In attempting to understand the complexity of Medicare issues, the data reveals that many of the beliefs about health care “out there” are myths and are not based on facts.
It’s a myth that private for-profit health care results in better quality health care. A 1999 study in the Journal of the American Medical Association concluded that for-profit US health maintenance organizations (HMOs) rated lower than not for-profit HMOs on all 14 quality indicators by the National Committee for Quality Assurance.
It is also a myth that for-profit hospitals and services are cheaper and more efficient than public ones. The New England Journal of Medicine concludes that in decades of research no peer-reviewed study has found that for-profit hospitals are less expensive. For-profit hospitals cost more to operate and spend far more on administration.
Nevertheless, we have lots of problems to fix:
In the Mazankowski Report, the first reform is to stay healthy. It goes on to recommend that appropriate financial assistance be available to support children living in poverty and low income homes. I can’t wait to see how the government handles that one! Are we going to have legislation and new programs that deal with affordable housing, social assistance, a higher minimum wage, and attempts to reduce the gap between the rich and the poor?
The second recommendation is “it’s time to put customer’s first.” Such terminology smacks of a market driven approach to health care. The commodification of care, commercialization of medicine, and the marketing of services and products mean that cutbacks, downsizing and the withdrawal of services will in all likelihood assume centre stage.
However, health care is not just another commodity but a public good and a fundamental right. Medicine and nursing must not be diverted from their primary tasks—the relief of suffering, the prevention and treatment of illness and the promotion of health. Potential financial incentives that reward over-care or under-care, weakening the doctor-patient bonds, should to be prohibited.
There is also a specific recommendation that all Albertans have guaranteed access to selected health ser-vices within 90 days of a diagnosis and recommendation by their physician. Good news, but the operative word is “selected.” We’ll have to wait for a definition.
I can’t quarrel with the implementation of effective ways of reducing waiting lists including centralized booking and posting waiting times for selected procedures. Furthermore, if the goal is integrated health services, it is essential to have integrated health information technology systems.
Nevertheless, the second recommendation sets the stage for the fifth recommendation: reconfigure the health system and encourage more choice, more competition, and more accountability.
Instead of a market paradigm, we need to advocate for a new paradigm reflecting a value framework that promotes a common citizenship, human dignity, community, solidarity and democracy.
And, of course, the sixth recommendation is to diversify the revenue stream. Instead of rationing health services we need to find better ways of paying for the services Albertans want.
However, the idea of a health care debit card and medical savings accounts are non-starters. In the health care domain we are not customers. The suggestion of user fees unfairly targets and penalizes the sick and vulnerable. Raising the tax on tobacco is, of course, a “sin tax” (this one is rather hard for me to oppose). The hiking of health care premiums would be nothing more than another regressive form of taxation. I must have dreamt it but I thought that the only way taxes were going in Alberta was down—as a matter of fact, wasn’t that a promise?

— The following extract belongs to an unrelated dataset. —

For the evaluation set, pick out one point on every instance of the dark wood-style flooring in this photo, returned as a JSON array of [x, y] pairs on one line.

The Romanow Commission’s Interim Report contextualizes the discussion within the moral and ethical fibre of Canada; the Mazankowski Report doesn’t.
The Canada Health Act enunciates the principles of universality (all are entitled), portability (coverage maintained in the case of a move or travel within Canada), comprehensiveness (all necessary services), accessibility (reasonable access unimpeded by financial or other barriers) and public administration (carried out on a non-profit basis by a public authority). All of which serve the common good and recognize that health care is a public good in which the few must not profit at the expense of the many.
The Romanow Interim Report addresses the following themes: values and how they shape Canadians’ views; funding and fiscal responsibility; quality and access; leadership, collaboration and responsibility. It presents an update on what the Commission has learned in nine months of fact-finding, as well as preliminary observations and questions that need answering. It’s refreshing to hear that now he wants to hear from Canadians.
We have a lot of problems to fix but we would do well to heed the oft quoted 1982 prophetic words of Tommy Douglas: “There are two parts to medicare ... to remove the financial barrier between those who need health care and those who provide it ...The second step that you will have to take down the road will be to establish a new type of delivery system in the health field ...The ultimate goal of medicare must be the task of keeping people well rather than just patching them up when they are sick. That means clinics. That means making the hospitals available for active treatment cases only, getting chronic patients out into homes, carrying on home nursing care programs which are much cheaper, and having denticare programs, pharmacare programs ... All these programs should be designed to keep people well ... programs of this kind can be organized under medicare and that we have the obligation to go out and arouse the people of our respective communities to see that a program of prevention is instituted which in the long run is not only less painful but also less costly than the medical system which we have at the present time.”